By Ryan Turner, AIA, ACHA, EDAC, LEED AP
Principal, Healthcare
In 2016, over 65,000 people died from opioids. In April of 2018, the U.S. Surgeon General released a general advisory to the public — the first of its kind since issuing a warning against drinking during pregnancy a decade ago. This time the advisory urged Americans to carry NARCAN, the brand name for Naloxone, a drug that can counteract the effects of an opioid overdose.
It isn’t just drug addicts who are part of this epidemic; it’s senior citizens with memory loss issues who may forget when they took their last dose, and it’s people with chronic back and knee pain who fill their prescription and wind up addicted. The opioid public health crisis has reached a critical tipping point and all hands are needed on deck.

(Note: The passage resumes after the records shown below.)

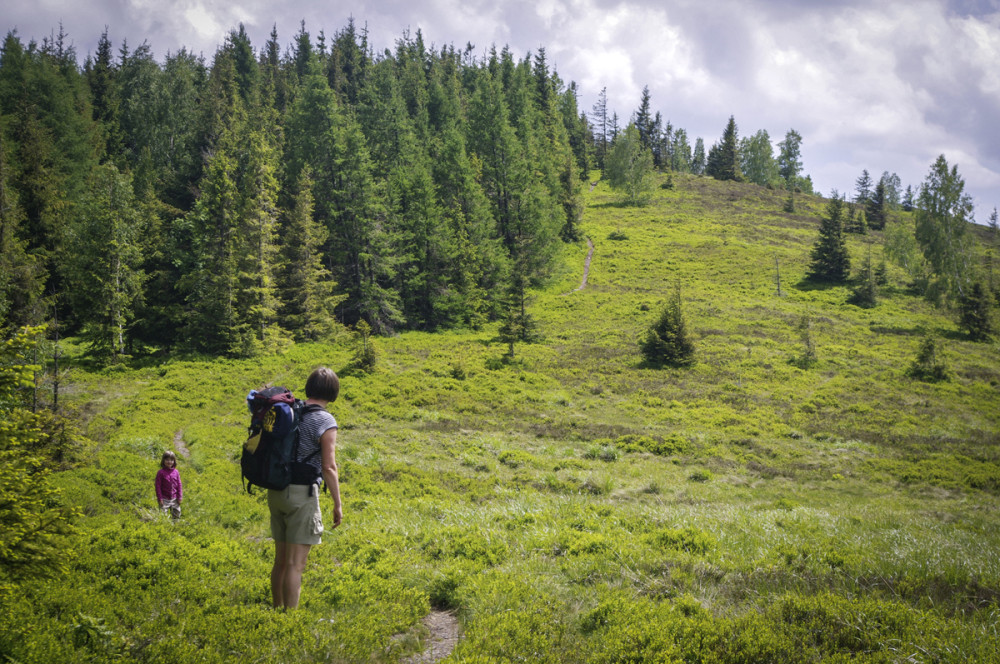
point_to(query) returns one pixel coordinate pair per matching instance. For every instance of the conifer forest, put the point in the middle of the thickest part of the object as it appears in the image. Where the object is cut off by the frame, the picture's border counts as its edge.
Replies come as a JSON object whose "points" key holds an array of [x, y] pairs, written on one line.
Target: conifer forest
{"points": [[609, 392]]}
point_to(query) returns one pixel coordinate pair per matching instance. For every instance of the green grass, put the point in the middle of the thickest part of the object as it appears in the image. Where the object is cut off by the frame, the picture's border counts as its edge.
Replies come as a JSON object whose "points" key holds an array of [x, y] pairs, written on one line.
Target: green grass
{"points": [[572, 506]]}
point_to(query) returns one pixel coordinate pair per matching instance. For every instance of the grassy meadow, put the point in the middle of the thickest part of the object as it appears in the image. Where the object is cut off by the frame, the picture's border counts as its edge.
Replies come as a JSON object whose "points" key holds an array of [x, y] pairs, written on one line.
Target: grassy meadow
{"points": [[571, 505]]}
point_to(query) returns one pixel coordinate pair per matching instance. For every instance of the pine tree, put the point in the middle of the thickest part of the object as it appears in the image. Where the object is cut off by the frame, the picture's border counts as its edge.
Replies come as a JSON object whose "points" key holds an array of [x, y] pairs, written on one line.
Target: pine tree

I attended the American Hospital Association’s Rural Healthcare Conference in Phoenix, Arizona this past February. The presentations were truly eye-opening and highlighted the ways this crisis has become all of our problem to solve. I also saw first-hand how some facilities — like CHI St. Gabriel’s in Little Falls, Minnesota — are implementing new strategies that are yielding incredible results, including reducing the number of opioid prescriptions by over 20%.
DSGW, as well as other architectural firms working in the healthcare field, play a crucial role in the fight against opioid addiction. Here are five ways that collaboration between healthcare facilities and architectural firms can help combat this public health crisis:
Patient Monitoring
- Spaces need to be designed to handle chain-of-custody types of specimen collection for patient monitoring. These spaces are bare-bones simple and eliminate hiding places.
- Ceilings should be solid and not a grid with ceiling tiles that can be popped open and removed. There need to be pass-thrus to allow collection directly from the patient. Even the toilet has to have water that can be turned off to prevent patients from falsifying results.
- These spaces are typically designed for drug testing done by employers or the government. But, these spaces now can be used to safely administer a daily dose of opioid pain medication in a controlled environment that helps reduce the risk of addiction. Our designs ensure there’s no threat to a patient’s privacy while still allowing the space to function in a secure manner.
Infusion Centers
- While typically designed for the administration of chemotherapy in cancer treatment, these secure yet comforting spaces can also be utilized for the administration of certain types of pain management medication.
Pharmacy Spaces
- We design “medication safety zones” into all of our pharmacy spaces.
- These areas are designed so that staff can’t be distracted from their work while still allowing for efficient workflow.
- These spaces also permit shoulder-to-shoulder verification, where a second pharmacist works directly with the primary pharmacist, double-checking their work.
ERs
- Nearly every rural facility we work with has an ER that is working with minimal staffing and limited resources. Our design work in these spaces centers on maximizing workflow and efficiency with these small teams.
- Since the ER team is cross-trained, working daily in different parts of the facility to help each other out, we focus our design on ways to help enhance that cross-training support for when an overdose case is admitted or when an addict enters the facility.
Behavioral Health Spaces
- Since overdose patients are often treated as behavioral health cases, we make sure our ER spaces are able to convert quickly to a behavioral health treatment positions.
- A behavioral health space is one where the majority of the elements for a patient to endanger themselves have been removed. That may mean a coiling door to close off outlets and instruments, recessed light fixtures and sprinkler heads, and no outside corners.
We don’t claim to have the silver bullet for fixing the opioid crisis. We know architectural firms like ours are just a piece of the puzzle. But we also recognize that this is a national crisis that impacts all of us, and we all have a role to play in combating it.